A Vitalist Turn in the Last Generation of Critical Theory?

Monday, 7 July 2025: 15:15
Location: FSE018 (Faculty of Education Sciences (FSE))
Oral Presentation
Vincenzo MELE, University of Pisa, Italy
The ‘third’ and the ‘fourth’ generation of the Frankfurt School – Axel Honneth and his student Rahel Jaeggi – tried to redirect critical theory out of the ‘ice- desert of abstraction’ (Adorno) back to a possible concept of ‘good life’. Drawing from – and renewing – Honneth’s analysis of the social pathologies of recognition, Rahel Jaeggi attempts to elaborate a Critique of forms of life (Jaeggi, 2018). Jaeggi is convinced that Habermas’ exclusive attention to the question of ethics and normativism has produced an analytic neutralisation toward any form of individual life and all its potential emancipative properties.
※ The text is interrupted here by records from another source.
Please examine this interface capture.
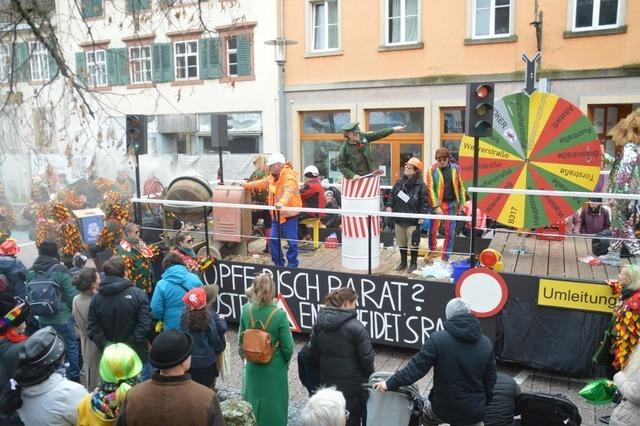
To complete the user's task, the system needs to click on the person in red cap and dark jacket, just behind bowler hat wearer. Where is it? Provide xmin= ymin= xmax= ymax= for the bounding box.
xmin=180 ymin=286 xmax=227 ymax=388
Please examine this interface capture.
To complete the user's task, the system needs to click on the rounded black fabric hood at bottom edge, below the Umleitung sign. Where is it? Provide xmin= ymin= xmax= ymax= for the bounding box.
xmin=518 ymin=392 xmax=582 ymax=426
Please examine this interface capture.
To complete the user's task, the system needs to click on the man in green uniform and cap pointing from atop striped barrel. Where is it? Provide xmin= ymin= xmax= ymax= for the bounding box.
xmin=338 ymin=121 xmax=407 ymax=180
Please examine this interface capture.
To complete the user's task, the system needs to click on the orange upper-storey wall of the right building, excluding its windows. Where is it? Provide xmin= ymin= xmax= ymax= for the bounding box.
xmin=284 ymin=0 xmax=640 ymax=85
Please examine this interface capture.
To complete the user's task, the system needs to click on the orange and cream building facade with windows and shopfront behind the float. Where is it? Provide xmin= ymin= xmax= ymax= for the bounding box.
xmin=284 ymin=0 xmax=640 ymax=184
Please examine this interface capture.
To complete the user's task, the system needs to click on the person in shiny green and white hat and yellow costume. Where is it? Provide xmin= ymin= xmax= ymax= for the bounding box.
xmin=76 ymin=343 xmax=142 ymax=426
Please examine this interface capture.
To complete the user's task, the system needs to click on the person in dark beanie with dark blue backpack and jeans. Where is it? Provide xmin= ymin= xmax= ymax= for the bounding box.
xmin=27 ymin=240 xmax=80 ymax=382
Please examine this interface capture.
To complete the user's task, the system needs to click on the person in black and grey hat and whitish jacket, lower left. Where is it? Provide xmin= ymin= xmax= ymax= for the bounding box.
xmin=3 ymin=327 xmax=87 ymax=425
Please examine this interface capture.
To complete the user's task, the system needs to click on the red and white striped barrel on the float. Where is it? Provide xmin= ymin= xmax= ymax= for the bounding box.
xmin=342 ymin=176 xmax=380 ymax=271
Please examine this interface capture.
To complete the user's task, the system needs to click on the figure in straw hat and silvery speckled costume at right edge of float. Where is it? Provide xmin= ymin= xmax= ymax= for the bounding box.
xmin=600 ymin=109 xmax=640 ymax=266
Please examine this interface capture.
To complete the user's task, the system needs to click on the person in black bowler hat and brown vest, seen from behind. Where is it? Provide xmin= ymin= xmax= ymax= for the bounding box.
xmin=117 ymin=330 xmax=225 ymax=426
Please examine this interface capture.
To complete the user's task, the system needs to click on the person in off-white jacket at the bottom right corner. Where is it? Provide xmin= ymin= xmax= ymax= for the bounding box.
xmin=609 ymin=346 xmax=640 ymax=426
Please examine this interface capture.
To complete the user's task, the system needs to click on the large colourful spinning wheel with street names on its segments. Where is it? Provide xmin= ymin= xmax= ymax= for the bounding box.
xmin=459 ymin=92 xmax=601 ymax=228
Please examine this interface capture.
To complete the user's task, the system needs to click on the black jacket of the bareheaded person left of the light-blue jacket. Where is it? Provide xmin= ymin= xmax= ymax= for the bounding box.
xmin=88 ymin=276 xmax=151 ymax=361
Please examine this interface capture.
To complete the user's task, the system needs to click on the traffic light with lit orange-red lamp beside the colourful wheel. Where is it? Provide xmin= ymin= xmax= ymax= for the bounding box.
xmin=465 ymin=83 xmax=494 ymax=137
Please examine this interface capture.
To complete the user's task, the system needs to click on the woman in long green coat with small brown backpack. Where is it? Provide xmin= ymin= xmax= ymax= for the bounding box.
xmin=238 ymin=273 xmax=294 ymax=426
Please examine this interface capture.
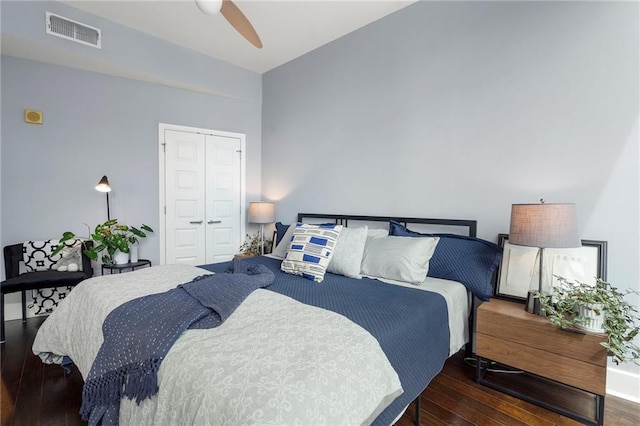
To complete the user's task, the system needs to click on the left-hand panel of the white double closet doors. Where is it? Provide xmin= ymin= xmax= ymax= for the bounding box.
xmin=165 ymin=130 xmax=206 ymax=266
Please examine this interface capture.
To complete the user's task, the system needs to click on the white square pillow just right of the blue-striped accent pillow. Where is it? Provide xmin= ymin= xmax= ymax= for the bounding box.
xmin=327 ymin=226 xmax=367 ymax=279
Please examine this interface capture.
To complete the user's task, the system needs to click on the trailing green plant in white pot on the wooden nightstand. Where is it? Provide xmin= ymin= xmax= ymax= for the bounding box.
xmin=536 ymin=276 xmax=640 ymax=365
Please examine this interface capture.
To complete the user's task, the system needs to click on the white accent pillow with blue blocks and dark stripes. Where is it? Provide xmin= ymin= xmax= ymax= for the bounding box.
xmin=280 ymin=223 xmax=342 ymax=283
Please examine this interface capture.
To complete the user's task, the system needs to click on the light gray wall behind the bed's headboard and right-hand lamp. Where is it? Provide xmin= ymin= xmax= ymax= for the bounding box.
xmin=262 ymin=2 xmax=640 ymax=382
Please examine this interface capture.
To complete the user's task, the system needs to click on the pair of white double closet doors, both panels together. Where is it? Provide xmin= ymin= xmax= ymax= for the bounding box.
xmin=160 ymin=128 xmax=244 ymax=266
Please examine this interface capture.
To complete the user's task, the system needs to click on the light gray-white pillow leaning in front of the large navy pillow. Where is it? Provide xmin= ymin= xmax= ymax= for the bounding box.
xmin=361 ymin=236 xmax=439 ymax=284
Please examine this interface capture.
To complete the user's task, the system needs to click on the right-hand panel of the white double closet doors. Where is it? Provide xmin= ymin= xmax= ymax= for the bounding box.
xmin=206 ymin=135 xmax=241 ymax=263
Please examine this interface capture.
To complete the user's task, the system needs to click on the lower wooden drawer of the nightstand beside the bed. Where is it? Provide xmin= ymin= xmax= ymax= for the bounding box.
xmin=476 ymin=333 xmax=607 ymax=395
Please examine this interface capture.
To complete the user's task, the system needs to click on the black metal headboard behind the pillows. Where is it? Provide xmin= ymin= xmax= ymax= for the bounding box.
xmin=298 ymin=213 xmax=478 ymax=237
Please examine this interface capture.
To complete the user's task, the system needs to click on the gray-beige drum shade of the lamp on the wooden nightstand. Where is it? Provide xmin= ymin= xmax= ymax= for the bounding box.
xmin=509 ymin=203 xmax=582 ymax=248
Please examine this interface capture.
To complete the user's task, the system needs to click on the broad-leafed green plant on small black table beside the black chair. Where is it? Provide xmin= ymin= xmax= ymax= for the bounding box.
xmin=53 ymin=219 xmax=153 ymax=265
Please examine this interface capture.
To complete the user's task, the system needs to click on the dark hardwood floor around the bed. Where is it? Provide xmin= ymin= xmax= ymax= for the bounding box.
xmin=0 ymin=318 xmax=640 ymax=426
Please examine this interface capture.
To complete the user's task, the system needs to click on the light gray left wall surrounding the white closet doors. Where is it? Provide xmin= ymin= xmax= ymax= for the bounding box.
xmin=0 ymin=2 xmax=262 ymax=317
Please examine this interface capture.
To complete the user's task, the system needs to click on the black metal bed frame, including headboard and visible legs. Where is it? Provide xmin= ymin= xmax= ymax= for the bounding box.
xmin=298 ymin=213 xmax=480 ymax=425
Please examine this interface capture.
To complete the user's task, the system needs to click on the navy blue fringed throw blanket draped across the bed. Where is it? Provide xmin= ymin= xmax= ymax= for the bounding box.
xmin=80 ymin=260 xmax=274 ymax=425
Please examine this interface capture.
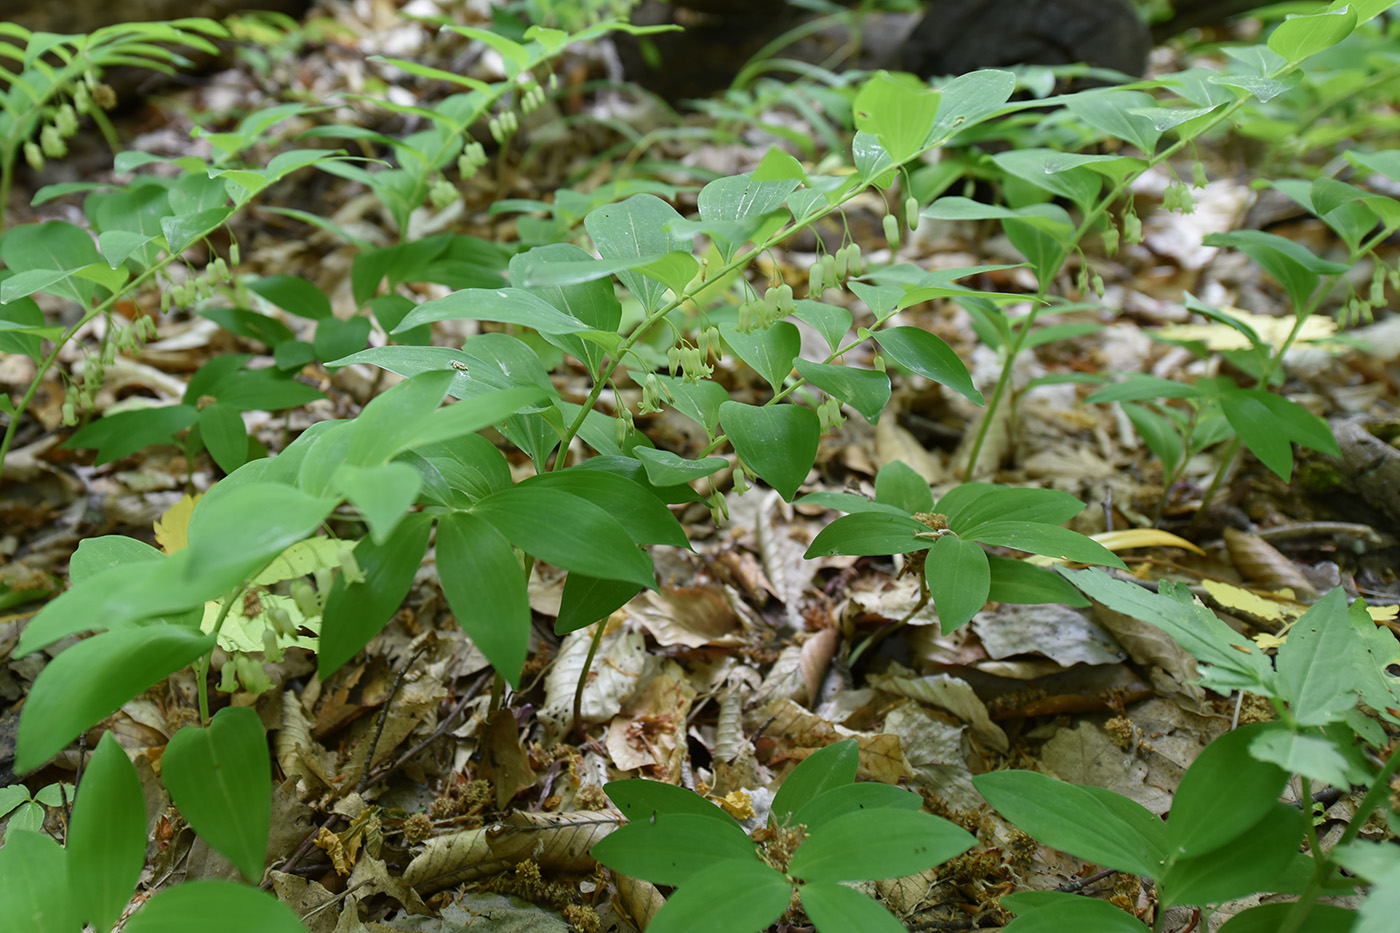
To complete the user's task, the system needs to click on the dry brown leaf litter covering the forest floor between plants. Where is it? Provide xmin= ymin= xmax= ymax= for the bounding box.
xmin=0 ymin=1 xmax=1400 ymax=933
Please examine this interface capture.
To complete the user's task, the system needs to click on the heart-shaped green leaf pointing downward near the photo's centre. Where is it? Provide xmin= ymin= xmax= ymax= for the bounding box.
xmin=720 ymin=401 xmax=822 ymax=502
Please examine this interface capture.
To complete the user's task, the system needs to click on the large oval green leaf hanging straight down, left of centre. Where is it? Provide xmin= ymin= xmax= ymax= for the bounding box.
xmin=437 ymin=509 xmax=529 ymax=689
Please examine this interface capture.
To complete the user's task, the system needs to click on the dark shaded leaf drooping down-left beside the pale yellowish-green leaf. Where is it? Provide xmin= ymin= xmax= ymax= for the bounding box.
xmin=316 ymin=513 xmax=433 ymax=679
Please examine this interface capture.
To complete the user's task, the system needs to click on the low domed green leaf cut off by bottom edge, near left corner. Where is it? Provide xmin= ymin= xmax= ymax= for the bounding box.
xmin=123 ymin=879 xmax=307 ymax=933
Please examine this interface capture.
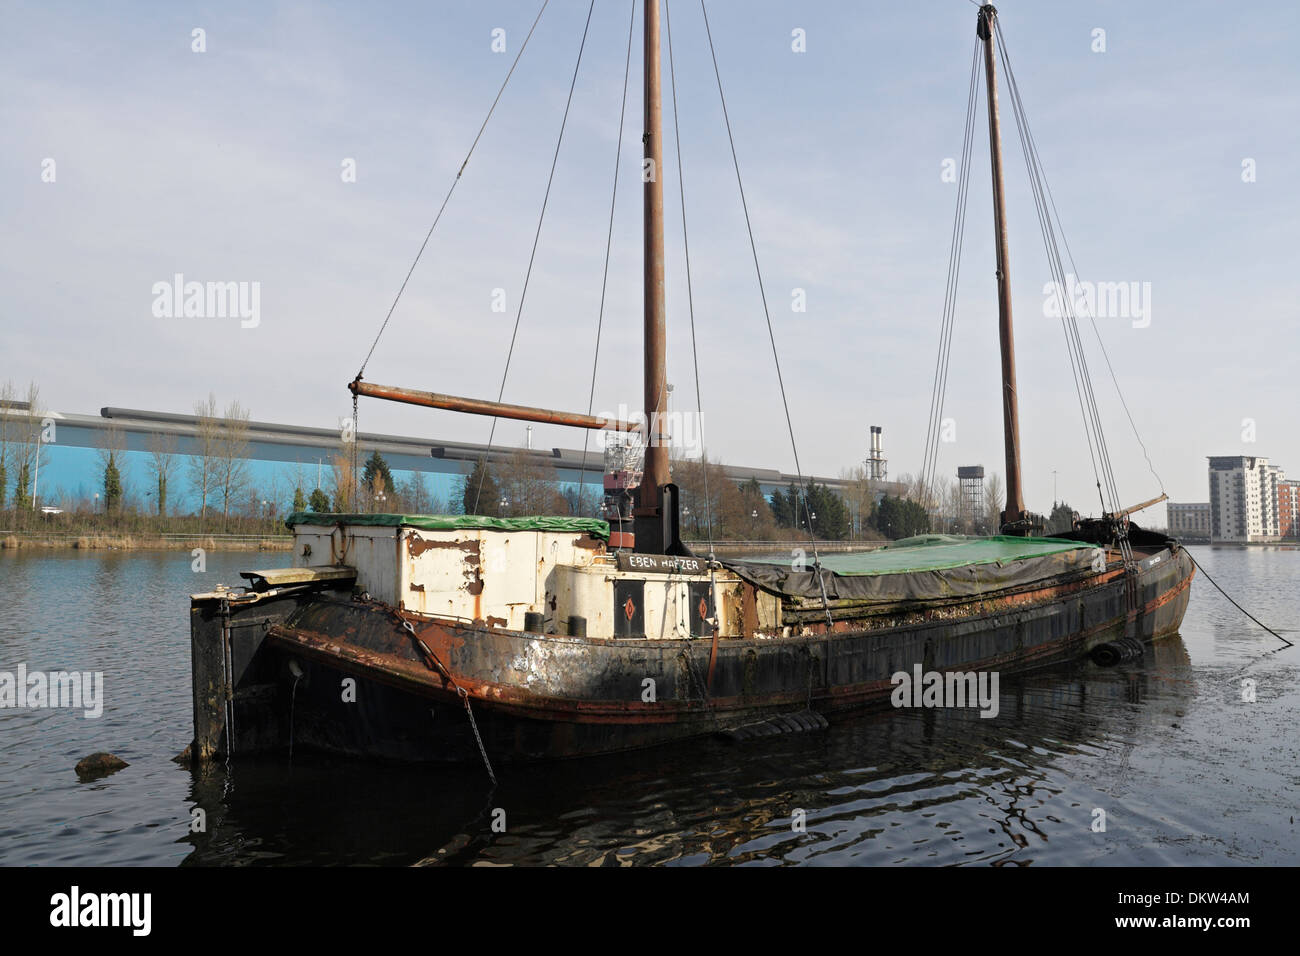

Within this conceptual frame the critique of form of life is not conducted from an external authoritarian perspective, but from an immanent perspective. Like Georg Simmel taught us in his major Sociology (2009), we should consider the forms of social life as arising from the reciprocal relations of intentional individual actions. In every form there is an ‘immanent transcendence’, strictly connected to the process of life: the dialectics of ‘more life’ – the immanent side of life – and ‘more-than-life’ – the transcendent one. These are two complementary aspects of life within a dialectical scheme which is open and tragic, since it never ends, and has no final synthesis. Even if Jaeggi seems to disempower Simmel’s possible contribution to an immanent critique of forms due to her pragmatist approach in terms of a ‘problem-solving’ attitude towards life – life is viewed as a process of accumulated experiences that does not know ‘springs’ or ‘new beginnings’ – at the same time her form of criticism intends to be immanent and transformative: it is immanent because it starts from the immanent crisis of social practices and institutions; it is transformative, as it allows for a transcendence of context.